Chiny chcą resetu w relacjach z USA. Co na to Waszyngton?
Chiński minister spraw zagranicznych Wang Yi wezwał w poniedziałek administrację prezydenta Joe Bidena do resetu relacji chińsko-amerykańskich, które znacznie pogorszyły się za rządów poprzedniego prezydenta Donalda Trumpa i do wznowienia dialogu.
Szef Chińskiej dyplomacji, wypowiadając się na forum w Pekinie, wezwał także Waszyngton do respektowania podstawowych interesów Chin, zaprzestania ingerencji w ich sprawy wewnętrzne oraz zaprzestania "spiskowania z separatystycznymi siłami dążącymi do niepodległości Tajwanu”.
- W ciągu ostatnich kilku lat Stany Zjednoczone w istocie zerwały dwustronny dialog na wszystkich szczeblach.

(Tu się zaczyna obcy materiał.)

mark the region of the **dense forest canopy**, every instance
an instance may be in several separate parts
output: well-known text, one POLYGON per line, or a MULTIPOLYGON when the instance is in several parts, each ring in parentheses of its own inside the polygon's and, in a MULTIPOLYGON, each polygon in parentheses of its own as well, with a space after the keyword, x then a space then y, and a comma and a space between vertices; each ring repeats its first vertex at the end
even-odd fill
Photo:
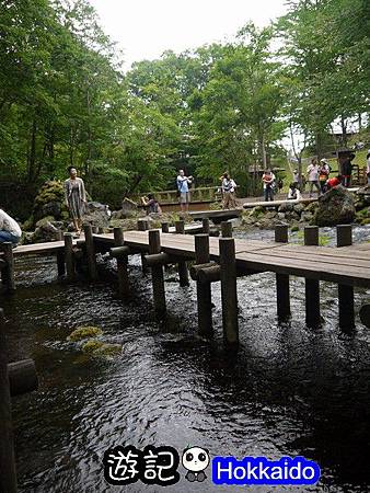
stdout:
MULTIPOLYGON (((321 156, 339 122, 369 136, 370 3, 294 0, 233 42, 132 65, 86 0, 0 0, 0 181, 78 168, 94 198, 197 184, 284 162, 284 136, 321 156), (172 184, 172 186, 171 186, 172 184)), ((171 43, 171 41, 169 41, 171 43)))

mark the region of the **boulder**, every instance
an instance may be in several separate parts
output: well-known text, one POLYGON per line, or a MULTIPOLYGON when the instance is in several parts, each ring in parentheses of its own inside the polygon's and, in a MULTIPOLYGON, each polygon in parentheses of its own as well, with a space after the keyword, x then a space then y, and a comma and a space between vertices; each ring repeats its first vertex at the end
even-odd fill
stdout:
POLYGON ((111 218, 108 206, 100 202, 88 202, 83 215, 83 222, 90 222, 92 226, 107 228, 111 218))
POLYGON ((319 207, 313 221, 316 226, 336 226, 352 222, 355 219, 354 197, 342 185, 331 188, 319 197, 319 207))
POLYGON ((287 202, 286 204, 281 204, 278 208, 279 213, 290 213, 294 209, 294 204, 287 202))
POLYGON ((293 207, 294 213, 301 215, 304 210, 304 205, 303 204, 296 204, 293 207))

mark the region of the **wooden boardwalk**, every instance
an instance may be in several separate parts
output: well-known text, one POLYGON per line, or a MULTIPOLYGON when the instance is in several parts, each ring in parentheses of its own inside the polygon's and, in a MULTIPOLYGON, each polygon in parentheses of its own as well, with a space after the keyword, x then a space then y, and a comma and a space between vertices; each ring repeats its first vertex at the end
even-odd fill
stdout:
MULTIPOLYGON (((184 260, 195 259, 193 237, 161 233, 162 251, 184 260)), ((112 234, 94 234, 97 242, 114 245, 112 234)), ((148 231, 126 231, 125 244, 148 252, 148 231)), ((219 240, 209 238, 210 257, 219 260, 219 240)), ((235 259, 251 272, 274 272, 370 288, 370 243, 345 246, 303 246, 274 241, 235 239, 235 259)))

Jesteśmy gotowi do szczerej komunikacji ze stroną amerykańską i do dialogu w celu rozwiązania problemów - powiedział Wang.
Jako "pozytywny krok" ocenił niedawną rozmowę telefoniczną między prezydentem Bidenem i prezydentem Chin Xi Jinpingiem.
Ambasador Chin w Waszyngtonie Cui Tiankai, wypowiadając się na tym samym forum, zaznaczył, że obie strony muszą mieć precyzyjną wiedzę o celach strategicznych drugiej, ale podkreślił, że w takich sprawach jak Tajwan, Xinjiang i Tybet Pekin nie ustąpi na krok.
Reuter zauważa, że Wang wypowiadał się w momencie, w którym stosunki amerykańsko-chińskie znajdują się w najgorszym stanie od kilkudziesięciu lat.
Waszyngton i Pekin walczą ze sobą na różnych frontach poczynając od handlu poprzez oskarżenia o gwałcenie praw człowieka w Xinjiangu wobec muzułmańskich Ujgurów do roszczeń terytorialnych Pekinu na bogatym w surowce Morzu Południowochińskim.
Jednak administracja Bidena zasygnalizowała już, że zamierza kontynuować naciski na Pekin. Biden wyrażał już zaniepokojenie "niesprawiedliwymi i siłowymi" praktykami Pekinu w dziedzinie handlu oraz poparł stanowisko administracji Trumpa, że Chiny dopuściły się ludobójstwa wobec Ujgurów.